There are three different share types. Ordinary shares have no special rights or restrictions and may be divided into classes of different value. Preference shares normally carry a right that any annual dividends available for distribution will be paid preferentially on these shares before other classes. And, finally differential share rights/values which are ordinary shares with differential voting and/or dividend rights.
Apart from raising capital a float can provide an exit for existing investors who sell their shares as part of the floatation as well as allowing investors to trade shares. Of course floating a company also provides a market valuation for the company’s shares as well as increasing the company’s profile with customers, suppliers and business associates.
Disadvantages of floating a company can be many. Most companies cannot offer a return on investment sufficient to attract investors, so it is essential to have a good record in generating profits. Initial costs can be massive. Advisors fees can be between £150,000 to £350,000 for a small firm. After the float you need to pay commission on new money raised (this can be 5%), plus you will need to advisors after the float (corporate advisors charge at least £25,000). Even if you can afford it, you will have to submit to the rules for publicly listed companies, and also have to satisfy shareholders’ interests which may be quite different to yours. Shareholders may want to focus on short-term profits, or expect generous, regular dividends, which could undermine cash flow. Control can be lost, particularly if substantial investors want their own representatives appointed to the board and it can then be easier for another business to make a takeover bid.

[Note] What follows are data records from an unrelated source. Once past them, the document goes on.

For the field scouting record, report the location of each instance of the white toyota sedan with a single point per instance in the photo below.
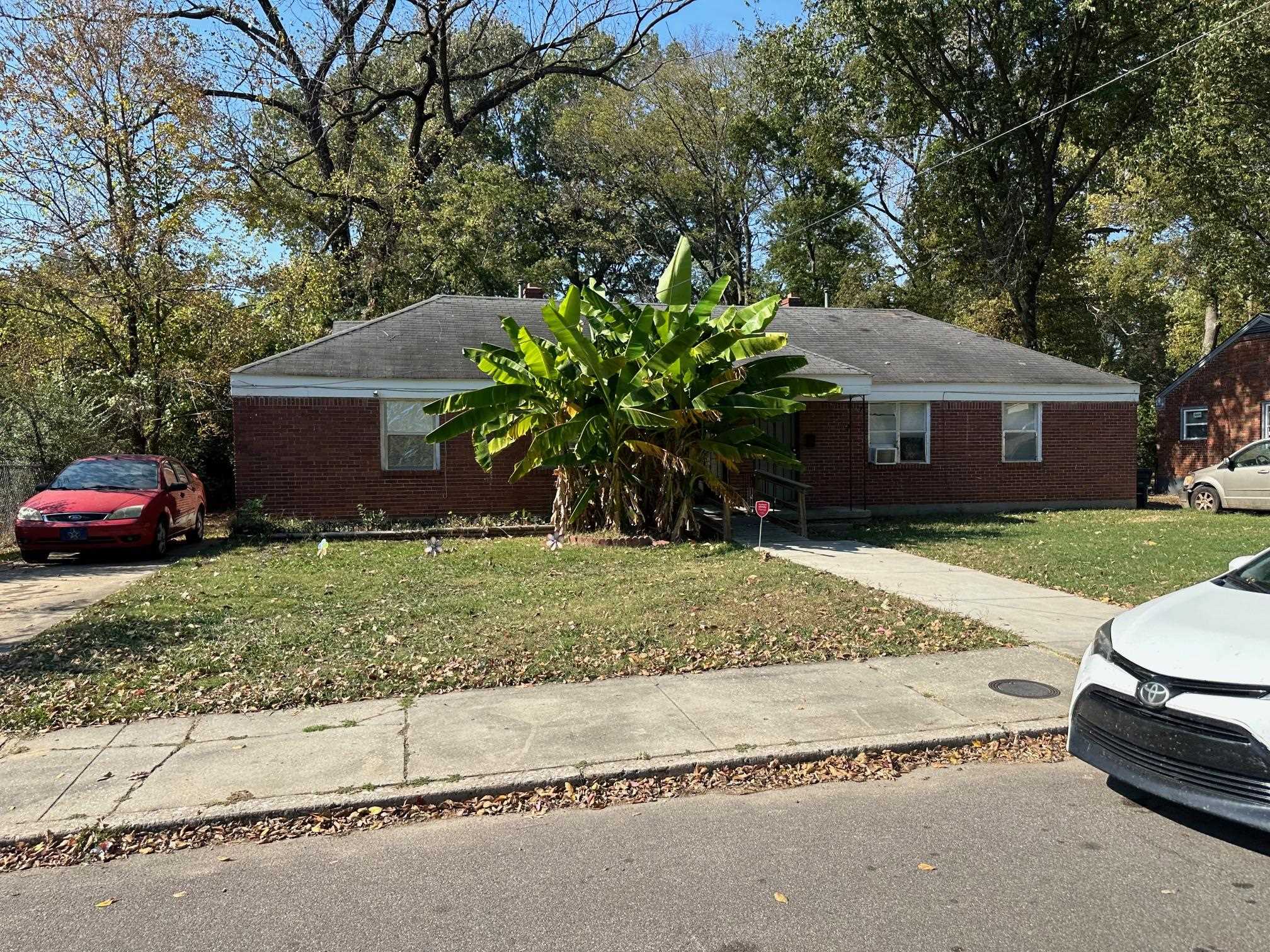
(1174, 696)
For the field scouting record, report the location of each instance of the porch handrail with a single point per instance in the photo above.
(802, 489)
(781, 480)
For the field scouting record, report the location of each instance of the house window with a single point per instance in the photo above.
(1020, 433)
(404, 436)
(1194, 423)
(900, 433)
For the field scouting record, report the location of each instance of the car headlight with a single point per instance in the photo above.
(129, 512)
(1102, 642)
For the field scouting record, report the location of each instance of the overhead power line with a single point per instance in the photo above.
(1041, 116)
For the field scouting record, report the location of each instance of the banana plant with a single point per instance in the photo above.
(634, 405)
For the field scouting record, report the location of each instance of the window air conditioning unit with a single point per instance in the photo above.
(886, 456)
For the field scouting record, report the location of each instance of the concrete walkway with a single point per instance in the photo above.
(1062, 622)
(38, 597)
(467, 743)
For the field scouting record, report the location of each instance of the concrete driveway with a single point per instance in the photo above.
(38, 597)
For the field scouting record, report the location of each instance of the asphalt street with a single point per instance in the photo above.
(1026, 857)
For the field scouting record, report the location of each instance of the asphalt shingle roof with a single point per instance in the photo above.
(426, 342)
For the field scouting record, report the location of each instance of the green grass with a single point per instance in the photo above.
(247, 627)
(1126, 557)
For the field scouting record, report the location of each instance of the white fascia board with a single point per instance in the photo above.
(852, 385)
(275, 385)
(1124, 392)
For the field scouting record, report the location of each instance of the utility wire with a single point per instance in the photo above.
(1053, 110)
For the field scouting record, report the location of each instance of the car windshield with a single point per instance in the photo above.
(108, 473)
(1255, 574)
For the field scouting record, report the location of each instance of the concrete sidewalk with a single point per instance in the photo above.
(1062, 622)
(469, 743)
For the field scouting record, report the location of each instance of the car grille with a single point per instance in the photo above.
(1215, 757)
(1191, 686)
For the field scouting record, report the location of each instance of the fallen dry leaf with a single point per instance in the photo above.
(89, 846)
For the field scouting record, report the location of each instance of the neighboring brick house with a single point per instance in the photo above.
(1218, 405)
(932, 418)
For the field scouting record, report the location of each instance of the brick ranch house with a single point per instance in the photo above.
(932, 418)
(1218, 405)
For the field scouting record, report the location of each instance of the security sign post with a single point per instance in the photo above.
(761, 509)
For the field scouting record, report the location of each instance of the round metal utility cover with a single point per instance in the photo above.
(1017, 687)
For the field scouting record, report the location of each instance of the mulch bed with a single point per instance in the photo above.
(105, 846)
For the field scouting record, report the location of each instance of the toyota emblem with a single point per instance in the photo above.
(1152, 693)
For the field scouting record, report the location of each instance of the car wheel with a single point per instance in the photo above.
(1204, 499)
(196, 535)
(159, 547)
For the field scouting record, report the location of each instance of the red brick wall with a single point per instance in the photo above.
(1232, 386)
(319, 457)
(1089, 455)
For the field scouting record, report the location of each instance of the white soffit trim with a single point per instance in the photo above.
(265, 385)
(1051, 394)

Also consider the hidden costs. During flotation managers will be distracted from the daily running of the business and there will ongoing dealings with investors afterwards. Regulatory requirements include publishing full accounts twice a year and follow certain standards of corporate governance. Shareholders also need to be regularly and speedily kept informed of new developments.
If you are not put off these gruelling procedures, and are prepared for the costs and the stress involved then maybe floating your company on the stock market is real option and you can look forward to inviting all shareholders to the first Annual General Meeting.